Trans Right Doc Most Dangerous Year a Powerfully Personal Family Journey

It’s difficult to imagine a more personal documentary for its director than The Most Dangerous Year. In 2016 Seattle filmmaker Vlada Knowlton set about to document the fate of various anti-transgender “Bathroom Bills,” first in the Washington State Senate (where it failed to pass by a single vote) and then later during the initiative process as proponents of the measure attempted to get enough signatures to force a State-wide public vote on the matter. They eventually failed in that quest.

PHOTO: Marymoor Productions

It was important to Knowlton to record these events in large respect due to the fact she is the parent of a transgender daughter. Going to the public hearings, recording lawmakers talking about the issue, watching attendees at a local outdoor festival sign the bathroom bill initiative, interviewing people like Joseph Backholm, the founder of the Family Policy Institute of Washington, spew venom and hate as if he was standing in a line at Starbucks ordering an iced coffee with extra foam, she willingly put herself through all of that in a quest to show people the absurdity of all it was she and her family were being forced to live with. The director was able to find the inherent hypocrisy in all of this madness simply by letting those spewing the most vitriolic lunacy speak for themselves, juxtaposing their fear-mongering and intellectual dishonesty with a mixture of scientific fact, emotional tenderness and selfless resolve that’s positively uplifting in its compassionate dexterity.

To do this Knowlton does end up having to put her own family, and specifically her daughter Annabelle, right at the center of the maelstrom. But she does so by celebrating her child’s happiness, by capturing the boundless joy she and her various friends feel from being accepted for who they proudly proclaim to be by those closest to them. The film also introduces the viewer to Gender Diversity founder and transgender youth advocate Aidan Key, and through interviews with him and the parents of the other featured children it becomes clear just how much this love, tolerance and acceptance can change a child’s life for the better in any number of incredible ways.

It is a very traditional documentary, Knowlton’s style straightforward and devoid of anything coming close to a visually experimental flourish. The film is assembled in a routine manner, each “talking heads” interview or recording of a Senatorial hearing presented as if they were a segment cut together for the local nightly news, the director not looking to add any melodramatic touch that might take the viewer’s focus away from the central story she’s attempting to showcase.

PHOTO: Marymoor Productions

Even so, Knowlton’s approach allows for the documentary to achieve an emotional resilience that’s striking. The stories of the transgender children and their parents, the many ups and down her own family faces as they ponder the repercussions of what might happen if this initiative were to achieve enough signatures to be placed on the November 2016 ballot, all of that matters in ways that grabbed ahold of my heart and refused to let go. Knowlton presents her information with succinct clarity, and anyone with even the passing pretense of an open mind will walk away from her film understanding just how insane and regressively idiotic (and downright vile) all of these anti-transgender measures ultimately prove to be.

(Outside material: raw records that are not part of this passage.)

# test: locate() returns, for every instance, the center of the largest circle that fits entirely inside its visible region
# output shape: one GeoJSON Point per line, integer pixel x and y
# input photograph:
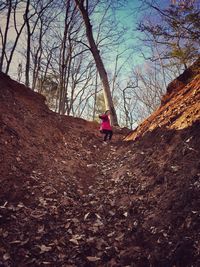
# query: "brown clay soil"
{"type": "Point", "coordinates": [68, 200]}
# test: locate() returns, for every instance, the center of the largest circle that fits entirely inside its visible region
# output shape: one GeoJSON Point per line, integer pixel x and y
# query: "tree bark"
{"type": "Point", "coordinates": [5, 35]}
{"type": "Point", "coordinates": [99, 63]}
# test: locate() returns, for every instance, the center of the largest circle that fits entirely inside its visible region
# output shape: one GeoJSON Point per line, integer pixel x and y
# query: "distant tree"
{"type": "Point", "coordinates": [176, 32]}
{"type": "Point", "coordinates": [84, 9]}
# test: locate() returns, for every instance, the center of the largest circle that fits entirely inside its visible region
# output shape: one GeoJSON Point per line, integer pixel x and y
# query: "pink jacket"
{"type": "Point", "coordinates": [105, 124]}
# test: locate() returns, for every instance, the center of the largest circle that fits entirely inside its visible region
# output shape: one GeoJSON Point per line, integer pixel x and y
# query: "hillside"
{"type": "Point", "coordinates": [68, 200]}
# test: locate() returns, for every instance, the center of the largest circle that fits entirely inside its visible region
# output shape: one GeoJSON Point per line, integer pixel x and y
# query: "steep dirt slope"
{"type": "Point", "coordinates": [68, 200]}
{"type": "Point", "coordinates": [180, 107]}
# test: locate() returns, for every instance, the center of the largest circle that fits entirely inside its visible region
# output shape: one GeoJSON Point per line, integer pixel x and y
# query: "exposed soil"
{"type": "Point", "coordinates": [68, 200]}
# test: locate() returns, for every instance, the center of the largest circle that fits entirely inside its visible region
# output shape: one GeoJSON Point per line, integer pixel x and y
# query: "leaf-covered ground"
{"type": "Point", "coordinates": [66, 199]}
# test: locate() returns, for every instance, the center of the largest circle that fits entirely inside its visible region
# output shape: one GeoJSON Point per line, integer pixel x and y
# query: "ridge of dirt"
{"type": "Point", "coordinates": [180, 106]}
{"type": "Point", "coordinates": [68, 200]}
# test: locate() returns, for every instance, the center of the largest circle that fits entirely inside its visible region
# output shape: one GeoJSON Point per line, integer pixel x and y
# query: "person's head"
{"type": "Point", "coordinates": [107, 112]}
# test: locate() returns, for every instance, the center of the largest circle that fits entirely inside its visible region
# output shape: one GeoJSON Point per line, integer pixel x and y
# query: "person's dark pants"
{"type": "Point", "coordinates": [108, 134]}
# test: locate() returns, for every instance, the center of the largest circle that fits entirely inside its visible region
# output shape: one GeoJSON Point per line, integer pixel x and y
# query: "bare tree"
{"type": "Point", "coordinates": [83, 7]}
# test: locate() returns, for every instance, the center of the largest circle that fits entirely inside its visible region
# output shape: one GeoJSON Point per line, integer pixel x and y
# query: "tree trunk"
{"type": "Point", "coordinates": [99, 63]}
{"type": "Point", "coordinates": [5, 35]}
{"type": "Point", "coordinates": [28, 48]}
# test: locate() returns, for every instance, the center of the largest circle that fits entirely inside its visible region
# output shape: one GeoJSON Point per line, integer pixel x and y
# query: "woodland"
{"type": "Point", "coordinates": [68, 199]}
{"type": "Point", "coordinates": [88, 56]}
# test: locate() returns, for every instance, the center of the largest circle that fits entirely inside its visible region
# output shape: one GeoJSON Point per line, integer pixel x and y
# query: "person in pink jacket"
{"type": "Point", "coordinates": [105, 127]}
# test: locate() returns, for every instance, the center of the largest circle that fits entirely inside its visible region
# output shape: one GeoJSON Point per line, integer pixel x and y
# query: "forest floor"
{"type": "Point", "coordinates": [67, 199]}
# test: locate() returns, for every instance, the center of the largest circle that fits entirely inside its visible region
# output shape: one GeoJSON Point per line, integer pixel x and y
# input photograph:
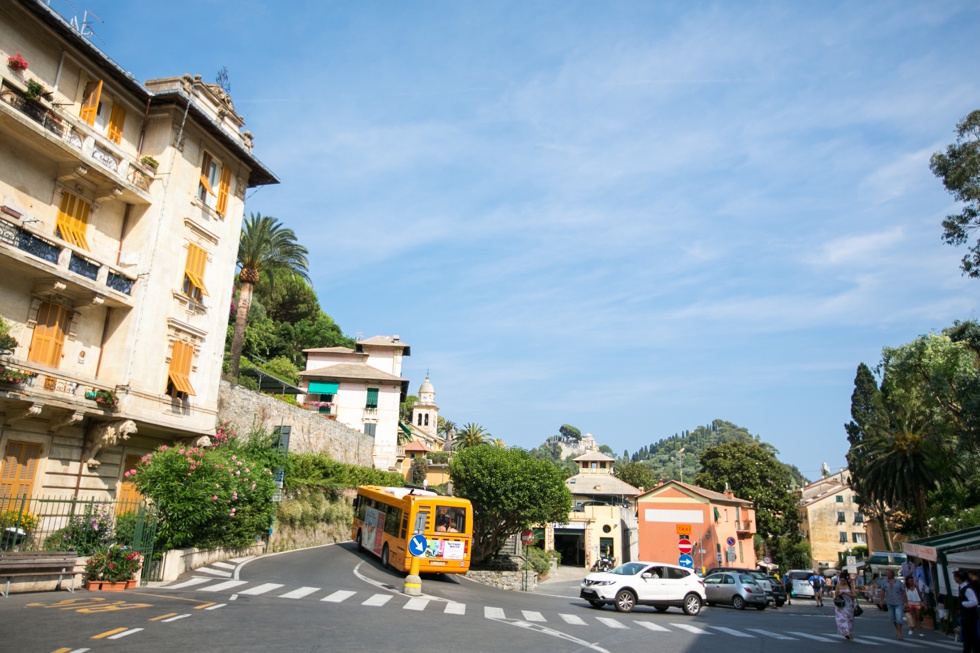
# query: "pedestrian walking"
{"type": "Point", "coordinates": [892, 599]}
{"type": "Point", "coordinates": [844, 601]}
{"type": "Point", "coordinates": [968, 611]}
{"type": "Point", "coordinates": [914, 602]}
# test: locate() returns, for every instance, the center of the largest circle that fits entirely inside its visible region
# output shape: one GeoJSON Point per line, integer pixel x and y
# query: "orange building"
{"type": "Point", "coordinates": [720, 526]}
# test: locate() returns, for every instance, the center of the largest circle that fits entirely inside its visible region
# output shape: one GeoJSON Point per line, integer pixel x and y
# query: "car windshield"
{"type": "Point", "coordinates": [629, 569]}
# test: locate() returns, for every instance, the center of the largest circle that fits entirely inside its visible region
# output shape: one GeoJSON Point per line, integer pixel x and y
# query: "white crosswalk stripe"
{"type": "Point", "coordinates": [261, 589]}
{"type": "Point", "coordinates": [339, 596]}
{"type": "Point", "coordinates": [613, 623]}
{"type": "Point", "coordinates": [377, 600]}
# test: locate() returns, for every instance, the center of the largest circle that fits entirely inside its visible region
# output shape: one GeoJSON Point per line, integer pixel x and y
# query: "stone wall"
{"type": "Point", "coordinates": [310, 432]}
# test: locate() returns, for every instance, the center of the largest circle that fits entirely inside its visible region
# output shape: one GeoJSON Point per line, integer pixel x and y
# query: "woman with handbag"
{"type": "Point", "coordinates": [913, 602]}
{"type": "Point", "coordinates": [844, 604]}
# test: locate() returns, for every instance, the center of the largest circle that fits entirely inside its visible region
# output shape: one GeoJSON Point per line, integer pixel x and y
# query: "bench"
{"type": "Point", "coordinates": [16, 564]}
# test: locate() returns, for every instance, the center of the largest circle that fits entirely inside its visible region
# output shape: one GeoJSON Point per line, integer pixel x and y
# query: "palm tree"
{"type": "Point", "coordinates": [266, 247]}
{"type": "Point", "coordinates": [471, 436]}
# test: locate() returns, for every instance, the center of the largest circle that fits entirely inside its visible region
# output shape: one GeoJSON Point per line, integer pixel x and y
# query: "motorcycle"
{"type": "Point", "coordinates": [604, 563]}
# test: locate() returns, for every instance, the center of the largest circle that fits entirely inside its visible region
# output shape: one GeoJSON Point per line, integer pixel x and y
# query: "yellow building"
{"type": "Point", "coordinates": [121, 208]}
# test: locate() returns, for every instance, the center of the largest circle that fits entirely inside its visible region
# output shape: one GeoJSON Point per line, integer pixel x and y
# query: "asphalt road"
{"type": "Point", "coordinates": [334, 598]}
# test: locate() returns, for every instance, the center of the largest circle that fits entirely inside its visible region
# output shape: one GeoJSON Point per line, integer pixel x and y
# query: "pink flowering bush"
{"type": "Point", "coordinates": [206, 497]}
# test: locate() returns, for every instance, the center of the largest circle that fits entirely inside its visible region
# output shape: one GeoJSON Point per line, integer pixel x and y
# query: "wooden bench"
{"type": "Point", "coordinates": [17, 564]}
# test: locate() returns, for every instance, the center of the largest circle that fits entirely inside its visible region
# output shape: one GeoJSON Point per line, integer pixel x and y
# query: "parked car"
{"type": "Point", "coordinates": [736, 588]}
{"type": "Point", "coordinates": [778, 591]}
{"type": "Point", "coordinates": [761, 579]}
{"type": "Point", "coordinates": [645, 583]}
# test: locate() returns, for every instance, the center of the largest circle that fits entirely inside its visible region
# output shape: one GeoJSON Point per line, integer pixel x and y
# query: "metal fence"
{"type": "Point", "coordinates": [80, 525]}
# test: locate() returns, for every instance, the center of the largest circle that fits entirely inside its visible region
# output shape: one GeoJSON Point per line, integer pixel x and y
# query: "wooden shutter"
{"type": "Point", "coordinates": [90, 101]}
{"type": "Point", "coordinates": [49, 335]}
{"type": "Point", "coordinates": [180, 367]}
{"type": "Point", "coordinates": [194, 269]}
{"type": "Point", "coordinates": [20, 461]}
{"type": "Point", "coordinates": [223, 186]}
{"type": "Point", "coordinates": [73, 219]}
{"type": "Point", "coordinates": [116, 121]}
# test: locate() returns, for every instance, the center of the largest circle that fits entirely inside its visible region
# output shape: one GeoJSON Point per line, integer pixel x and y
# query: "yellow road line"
{"type": "Point", "coordinates": [163, 616]}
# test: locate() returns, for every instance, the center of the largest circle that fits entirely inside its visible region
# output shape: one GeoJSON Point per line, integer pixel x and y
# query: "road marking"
{"type": "Point", "coordinates": [338, 596]}
{"type": "Point", "coordinates": [809, 636]}
{"type": "Point", "coordinates": [227, 585]}
{"type": "Point", "coordinates": [732, 631]}
{"type": "Point", "coordinates": [691, 629]}
{"type": "Point", "coordinates": [612, 623]}
{"type": "Point", "coordinates": [768, 633]}
{"type": "Point", "coordinates": [261, 589]}
{"type": "Point", "coordinates": [416, 604]}
{"type": "Point", "coordinates": [196, 580]}
{"type": "Point", "coordinates": [377, 600]}
{"type": "Point", "coordinates": [299, 593]}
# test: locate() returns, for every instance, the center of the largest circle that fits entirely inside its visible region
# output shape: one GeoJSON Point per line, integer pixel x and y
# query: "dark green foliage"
{"type": "Point", "coordinates": [510, 491]}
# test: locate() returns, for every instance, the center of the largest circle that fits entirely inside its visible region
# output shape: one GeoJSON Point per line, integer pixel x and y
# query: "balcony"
{"type": "Point", "coordinates": [34, 257]}
{"type": "Point", "coordinates": [74, 146]}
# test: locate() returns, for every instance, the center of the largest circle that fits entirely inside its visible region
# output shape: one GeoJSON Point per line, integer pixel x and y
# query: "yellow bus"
{"type": "Point", "coordinates": [386, 518]}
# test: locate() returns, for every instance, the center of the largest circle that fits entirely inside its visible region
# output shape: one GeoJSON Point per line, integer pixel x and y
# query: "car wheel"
{"type": "Point", "coordinates": [692, 605]}
{"type": "Point", "coordinates": [625, 601]}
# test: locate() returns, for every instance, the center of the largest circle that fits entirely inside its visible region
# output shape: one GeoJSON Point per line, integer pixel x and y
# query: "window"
{"type": "Point", "coordinates": [178, 376]}
{"type": "Point", "coordinates": [73, 219]}
{"type": "Point", "coordinates": [19, 466]}
{"type": "Point", "coordinates": [214, 176]}
{"type": "Point", "coordinates": [194, 272]}
{"type": "Point", "coordinates": [49, 334]}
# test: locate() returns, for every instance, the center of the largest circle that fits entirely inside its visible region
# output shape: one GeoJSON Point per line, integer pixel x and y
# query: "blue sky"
{"type": "Point", "coordinates": [632, 217]}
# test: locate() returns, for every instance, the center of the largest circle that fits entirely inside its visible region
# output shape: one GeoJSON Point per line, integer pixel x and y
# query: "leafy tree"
{"type": "Point", "coordinates": [752, 471]}
{"type": "Point", "coordinates": [959, 168]}
{"type": "Point", "coordinates": [636, 474]}
{"type": "Point", "coordinates": [266, 247]}
{"type": "Point", "coordinates": [510, 491]}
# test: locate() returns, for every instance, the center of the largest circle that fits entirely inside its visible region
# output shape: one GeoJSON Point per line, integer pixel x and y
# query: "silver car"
{"type": "Point", "coordinates": [736, 588]}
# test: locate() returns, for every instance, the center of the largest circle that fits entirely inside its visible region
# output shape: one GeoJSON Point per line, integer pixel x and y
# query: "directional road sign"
{"type": "Point", "coordinates": [417, 545]}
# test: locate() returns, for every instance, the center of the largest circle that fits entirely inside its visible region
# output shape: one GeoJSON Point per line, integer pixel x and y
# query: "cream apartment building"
{"type": "Point", "coordinates": [115, 273]}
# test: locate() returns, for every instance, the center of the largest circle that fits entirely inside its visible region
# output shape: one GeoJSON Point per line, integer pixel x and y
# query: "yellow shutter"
{"type": "Point", "coordinates": [49, 335]}
{"type": "Point", "coordinates": [20, 461]}
{"type": "Point", "coordinates": [223, 187]}
{"type": "Point", "coordinates": [116, 121]}
{"type": "Point", "coordinates": [73, 219]}
{"type": "Point", "coordinates": [180, 367]}
{"type": "Point", "coordinates": [90, 101]}
{"type": "Point", "coordinates": [194, 269]}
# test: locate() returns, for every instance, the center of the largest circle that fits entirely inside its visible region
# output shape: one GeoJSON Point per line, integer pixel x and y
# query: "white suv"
{"type": "Point", "coordinates": [645, 583]}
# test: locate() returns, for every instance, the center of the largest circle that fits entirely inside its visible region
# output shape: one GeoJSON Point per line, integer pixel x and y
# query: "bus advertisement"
{"type": "Point", "coordinates": [386, 518]}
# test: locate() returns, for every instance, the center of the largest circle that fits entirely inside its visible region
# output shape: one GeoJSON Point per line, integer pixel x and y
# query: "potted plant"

I do understand there will be those reading this review who will insist that my only reason for championing this motion picture is due to the fact that I myself am a transgender woman. That’s fine, believe that if you must, but that doesn’t change my opinion that The Most Dangerous Year is a powerfully moving piece of documentary filmmaking that cuts right to the core of a raging debate in a way that is passionate, thought-provoking and intellectually honest. In the wake of current events, it is ironically depressing that the Trump administration’s ban on transgender individuals serving in the military goes into effect the same day as this doc’s New York theatrical release, Knowlton’s feature couldn’t be more timely or essential. Open your hearts and your minds and give this one an immediate look.